エリザベッタは水の矢と聞くなり、文字通り水の矢を具現化してつがえさせ、弦を弾いたらしい。
「魔弓じゃないのに?」
「お手持ちの弓でございますね。」
魔弓は弓と矢が一体化した作りになっており、魔力で具現化した力を増幅させて撃ち放す仕組みになっている。水や火などの固体でない物を放つのだ。矢そのものを放つわけではない。

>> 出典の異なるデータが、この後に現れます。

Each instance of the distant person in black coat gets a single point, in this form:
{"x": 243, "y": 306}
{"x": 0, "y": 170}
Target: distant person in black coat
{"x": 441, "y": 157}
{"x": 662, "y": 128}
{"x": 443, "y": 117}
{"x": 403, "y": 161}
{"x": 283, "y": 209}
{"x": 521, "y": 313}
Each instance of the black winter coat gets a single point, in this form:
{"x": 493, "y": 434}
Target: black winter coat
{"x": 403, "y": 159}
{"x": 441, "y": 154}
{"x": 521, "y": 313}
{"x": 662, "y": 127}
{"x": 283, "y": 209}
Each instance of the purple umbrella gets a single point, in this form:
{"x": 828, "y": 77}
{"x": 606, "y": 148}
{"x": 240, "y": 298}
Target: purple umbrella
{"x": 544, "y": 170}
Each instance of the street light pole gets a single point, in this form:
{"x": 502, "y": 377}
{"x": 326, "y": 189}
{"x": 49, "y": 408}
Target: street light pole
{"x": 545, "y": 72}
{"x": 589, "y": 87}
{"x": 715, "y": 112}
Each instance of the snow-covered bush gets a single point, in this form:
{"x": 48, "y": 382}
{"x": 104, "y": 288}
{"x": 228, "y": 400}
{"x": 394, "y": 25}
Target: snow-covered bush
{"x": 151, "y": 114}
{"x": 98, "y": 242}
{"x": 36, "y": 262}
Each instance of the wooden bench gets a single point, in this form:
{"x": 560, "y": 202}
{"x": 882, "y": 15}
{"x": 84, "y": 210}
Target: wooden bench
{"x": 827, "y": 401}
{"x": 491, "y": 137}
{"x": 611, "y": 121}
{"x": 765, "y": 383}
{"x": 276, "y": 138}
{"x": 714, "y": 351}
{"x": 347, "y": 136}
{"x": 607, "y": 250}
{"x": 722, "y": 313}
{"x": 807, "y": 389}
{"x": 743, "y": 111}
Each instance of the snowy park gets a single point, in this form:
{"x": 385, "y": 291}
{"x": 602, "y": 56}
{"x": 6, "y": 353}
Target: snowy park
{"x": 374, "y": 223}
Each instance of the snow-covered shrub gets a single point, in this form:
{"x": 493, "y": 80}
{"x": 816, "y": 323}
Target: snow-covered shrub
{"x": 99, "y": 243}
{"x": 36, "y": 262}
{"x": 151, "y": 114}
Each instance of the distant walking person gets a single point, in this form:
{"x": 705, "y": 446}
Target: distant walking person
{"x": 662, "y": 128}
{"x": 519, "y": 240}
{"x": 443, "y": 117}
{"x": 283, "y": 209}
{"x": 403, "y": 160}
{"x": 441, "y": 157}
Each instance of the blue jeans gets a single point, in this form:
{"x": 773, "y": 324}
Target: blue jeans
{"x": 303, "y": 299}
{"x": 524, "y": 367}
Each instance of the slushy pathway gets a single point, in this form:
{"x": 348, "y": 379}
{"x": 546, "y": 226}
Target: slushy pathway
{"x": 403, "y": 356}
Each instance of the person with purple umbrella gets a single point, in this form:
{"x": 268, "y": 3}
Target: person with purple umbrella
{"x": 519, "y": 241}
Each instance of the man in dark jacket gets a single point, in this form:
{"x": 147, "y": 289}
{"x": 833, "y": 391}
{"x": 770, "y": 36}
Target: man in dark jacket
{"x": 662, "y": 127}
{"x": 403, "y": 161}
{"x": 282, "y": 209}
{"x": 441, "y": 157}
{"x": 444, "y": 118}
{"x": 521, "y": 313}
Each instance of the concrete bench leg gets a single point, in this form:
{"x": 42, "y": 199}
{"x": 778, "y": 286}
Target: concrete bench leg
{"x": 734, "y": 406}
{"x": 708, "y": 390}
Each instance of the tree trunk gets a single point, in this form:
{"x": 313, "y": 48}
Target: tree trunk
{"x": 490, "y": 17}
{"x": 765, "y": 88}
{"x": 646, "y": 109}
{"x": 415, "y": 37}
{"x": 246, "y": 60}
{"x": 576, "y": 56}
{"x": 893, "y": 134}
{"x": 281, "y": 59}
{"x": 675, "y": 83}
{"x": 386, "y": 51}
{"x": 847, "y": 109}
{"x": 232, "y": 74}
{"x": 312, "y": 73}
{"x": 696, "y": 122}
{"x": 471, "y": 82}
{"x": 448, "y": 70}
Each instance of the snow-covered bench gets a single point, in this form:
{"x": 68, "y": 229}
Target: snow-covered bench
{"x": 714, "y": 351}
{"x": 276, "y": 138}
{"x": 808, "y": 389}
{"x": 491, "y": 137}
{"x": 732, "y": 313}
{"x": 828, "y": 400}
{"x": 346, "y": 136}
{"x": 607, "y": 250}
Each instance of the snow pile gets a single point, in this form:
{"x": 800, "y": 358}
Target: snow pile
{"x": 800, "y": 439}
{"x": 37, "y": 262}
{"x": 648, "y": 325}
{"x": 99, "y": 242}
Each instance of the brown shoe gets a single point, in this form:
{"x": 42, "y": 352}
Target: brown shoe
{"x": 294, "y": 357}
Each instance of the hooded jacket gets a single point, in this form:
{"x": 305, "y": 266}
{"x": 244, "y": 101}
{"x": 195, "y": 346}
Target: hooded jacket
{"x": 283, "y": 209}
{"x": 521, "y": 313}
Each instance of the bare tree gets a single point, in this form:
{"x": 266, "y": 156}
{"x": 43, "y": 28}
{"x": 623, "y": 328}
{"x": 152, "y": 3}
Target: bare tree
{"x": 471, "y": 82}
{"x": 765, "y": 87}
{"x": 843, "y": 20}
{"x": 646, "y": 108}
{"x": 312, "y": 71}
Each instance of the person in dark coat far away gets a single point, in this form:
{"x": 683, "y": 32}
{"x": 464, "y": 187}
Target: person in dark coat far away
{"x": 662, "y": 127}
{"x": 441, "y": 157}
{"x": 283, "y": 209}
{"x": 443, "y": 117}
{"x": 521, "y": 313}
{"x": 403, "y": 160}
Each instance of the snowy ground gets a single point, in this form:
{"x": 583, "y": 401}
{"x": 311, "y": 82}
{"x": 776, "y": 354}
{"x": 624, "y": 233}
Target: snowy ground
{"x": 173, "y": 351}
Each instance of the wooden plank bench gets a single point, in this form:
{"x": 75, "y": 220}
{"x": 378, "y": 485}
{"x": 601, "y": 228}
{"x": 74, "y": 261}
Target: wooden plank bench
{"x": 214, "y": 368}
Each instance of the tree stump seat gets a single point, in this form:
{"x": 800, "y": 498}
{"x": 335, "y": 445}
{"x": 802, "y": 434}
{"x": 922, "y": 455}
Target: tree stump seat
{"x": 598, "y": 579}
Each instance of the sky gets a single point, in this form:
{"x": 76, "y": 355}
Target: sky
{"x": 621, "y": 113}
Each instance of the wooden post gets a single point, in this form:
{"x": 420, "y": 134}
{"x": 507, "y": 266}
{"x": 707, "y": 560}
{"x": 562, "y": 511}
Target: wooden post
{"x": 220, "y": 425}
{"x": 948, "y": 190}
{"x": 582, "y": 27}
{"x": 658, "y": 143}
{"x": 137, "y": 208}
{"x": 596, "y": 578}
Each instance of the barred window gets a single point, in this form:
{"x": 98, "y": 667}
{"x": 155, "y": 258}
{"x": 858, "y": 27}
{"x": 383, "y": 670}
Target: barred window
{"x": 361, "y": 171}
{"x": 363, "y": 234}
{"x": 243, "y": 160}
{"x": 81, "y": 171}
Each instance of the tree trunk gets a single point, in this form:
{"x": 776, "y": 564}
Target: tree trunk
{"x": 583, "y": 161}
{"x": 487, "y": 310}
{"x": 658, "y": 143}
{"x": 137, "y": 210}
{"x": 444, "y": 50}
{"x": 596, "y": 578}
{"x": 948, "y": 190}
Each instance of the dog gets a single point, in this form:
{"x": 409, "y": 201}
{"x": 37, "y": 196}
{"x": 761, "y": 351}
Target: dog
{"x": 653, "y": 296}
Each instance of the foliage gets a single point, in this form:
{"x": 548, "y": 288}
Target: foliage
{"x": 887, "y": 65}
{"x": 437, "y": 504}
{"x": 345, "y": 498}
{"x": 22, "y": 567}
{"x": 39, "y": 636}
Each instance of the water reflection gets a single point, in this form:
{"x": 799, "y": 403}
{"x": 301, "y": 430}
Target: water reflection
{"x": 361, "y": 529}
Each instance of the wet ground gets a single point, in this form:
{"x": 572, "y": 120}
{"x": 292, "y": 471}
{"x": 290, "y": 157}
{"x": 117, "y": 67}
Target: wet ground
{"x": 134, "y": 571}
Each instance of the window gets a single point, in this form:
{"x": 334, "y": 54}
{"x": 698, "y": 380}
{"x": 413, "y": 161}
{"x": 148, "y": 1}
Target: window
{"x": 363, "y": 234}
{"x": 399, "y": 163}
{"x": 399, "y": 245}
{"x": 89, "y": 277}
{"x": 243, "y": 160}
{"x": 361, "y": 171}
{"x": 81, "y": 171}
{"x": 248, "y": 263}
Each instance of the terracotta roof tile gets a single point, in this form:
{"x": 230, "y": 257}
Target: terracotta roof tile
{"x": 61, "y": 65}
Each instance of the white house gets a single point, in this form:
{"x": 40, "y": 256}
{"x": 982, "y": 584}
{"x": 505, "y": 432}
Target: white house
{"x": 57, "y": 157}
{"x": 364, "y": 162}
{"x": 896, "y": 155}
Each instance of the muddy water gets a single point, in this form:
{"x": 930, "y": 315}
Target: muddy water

見た目は白いカシュー漆と金で豪華な装飾が施されており、実践用というより観賞用にも思える。大きさはエリザベッタが普段使用している弓を一回り程度小さくしたくらいで案外小ぶりである。
初めて魔弓を見たチェレステが、
(DX〇〇って名前でおもちゃ売り場で売られてそうね。)
と思う程度にはおもちゃ感が強い。大人向けの豪華本格仕様だが。チェレステは恐らく仮面を被ったバイク乗りや超戦隊の武器を想像したのだろう。
呆気に取られた騎士たちを完全に置き去りにして、エリザベッタは意気揚々とシカを捌き出した。
(まさか……エリザベッタ、もしかしてもう覚醒してる?)
今夜はエリザベッタの寝所に潜り込もう。チェレステはそう決めたのであった。